There are lots of changes from 43 years ago, 1980, when I traveled there. More people. We were traveling in January and February 1980, so that’s not a fair comparison. But the crowd is more diverse. At that time we ran into Australian travelers, the same people in hostels as we traveled. We were mostly Caucasian. Now the crowd is much more diverse and I also do not know what language a person will speak. Race is a messy construct anyhow, very unscientific, but I really like the diversity and not knowing what language a person will be fluent in until I hear them speak.

Here is the Vatican Museum.
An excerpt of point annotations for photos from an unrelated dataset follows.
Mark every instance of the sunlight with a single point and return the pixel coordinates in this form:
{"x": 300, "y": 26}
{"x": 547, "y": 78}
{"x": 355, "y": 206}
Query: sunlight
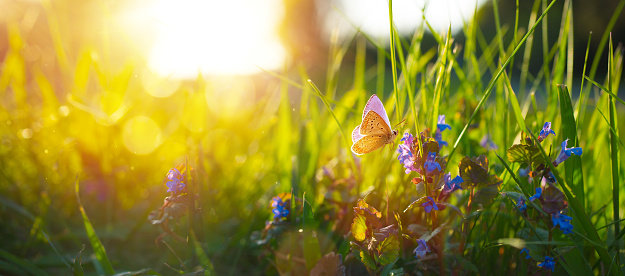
{"x": 216, "y": 37}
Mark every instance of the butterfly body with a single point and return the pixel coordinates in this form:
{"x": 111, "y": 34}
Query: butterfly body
{"x": 374, "y": 131}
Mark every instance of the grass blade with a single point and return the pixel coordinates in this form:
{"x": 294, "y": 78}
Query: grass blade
{"x": 579, "y": 213}
{"x": 614, "y": 158}
{"x": 491, "y": 85}
{"x": 98, "y": 248}
{"x": 573, "y": 167}
{"x": 515, "y": 103}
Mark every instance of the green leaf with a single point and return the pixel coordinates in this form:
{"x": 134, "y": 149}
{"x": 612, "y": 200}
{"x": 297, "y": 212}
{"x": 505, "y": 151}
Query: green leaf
{"x": 77, "y": 267}
{"x": 527, "y": 154}
{"x": 363, "y": 255}
{"x": 486, "y": 195}
{"x": 580, "y": 213}
{"x": 388, "y": 250}
{"x": 359, "y": 228}
{"x": 472, "y": 173}
{"x": 98, "y": 248}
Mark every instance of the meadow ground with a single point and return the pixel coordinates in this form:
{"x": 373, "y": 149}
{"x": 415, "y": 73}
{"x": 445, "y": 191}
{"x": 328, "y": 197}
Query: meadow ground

Also crowded and diverse.

Here is a park near the train station in Rome with some “Olympics” for both kids and adults.

We were staying in hostels and only did one formal tour. I wonder if the expensive hotels have the same diversity.
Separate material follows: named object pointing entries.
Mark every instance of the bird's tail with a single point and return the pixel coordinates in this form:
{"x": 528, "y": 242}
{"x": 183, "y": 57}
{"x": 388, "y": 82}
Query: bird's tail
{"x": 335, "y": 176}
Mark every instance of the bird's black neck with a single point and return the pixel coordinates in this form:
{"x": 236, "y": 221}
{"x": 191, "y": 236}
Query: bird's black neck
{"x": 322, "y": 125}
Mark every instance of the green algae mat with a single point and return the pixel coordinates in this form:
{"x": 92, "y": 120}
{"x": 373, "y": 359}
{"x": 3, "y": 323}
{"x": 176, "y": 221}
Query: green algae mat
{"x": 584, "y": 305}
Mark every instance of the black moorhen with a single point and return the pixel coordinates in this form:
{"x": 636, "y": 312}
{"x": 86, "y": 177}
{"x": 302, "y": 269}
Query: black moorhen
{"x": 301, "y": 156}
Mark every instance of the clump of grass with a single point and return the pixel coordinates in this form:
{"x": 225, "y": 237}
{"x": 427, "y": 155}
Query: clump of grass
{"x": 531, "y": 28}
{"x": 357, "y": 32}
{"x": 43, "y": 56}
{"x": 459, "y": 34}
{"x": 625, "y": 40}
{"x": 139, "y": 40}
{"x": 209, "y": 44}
Let’s end with the fountain again.

For the Ragtag Daily Prompt.

4 thoughts on “Diversity

  1. Perpetua's avatar Perpetua says:

    It’s a melting pot

  2. One of my strangest experiences in Milan was buying a coffee at a kiosk by the cathedral. An Asian woman was in front of me, Korean, it happened. She didn’t speak Italian and the guy behind the counter didn’t speak English. I’d been there several times during that strange week, so when he saw me he asked me if I could tell the woman how much the coffee cost. 🀣

    The English language tour to see Leonardo’s Last Supper was all Asians and me.

    • drkottaway's avatar drkottaway says:

      Our Vatican Museum and Sistine Chapel 3 hour tour was all sorts of people and the whole museum was as busy as a crowded concert. In the Sistine Chapel they regularly had an announcement in Italian and English saying please be quiet, this is a church. Then people would be quiet for a little bit.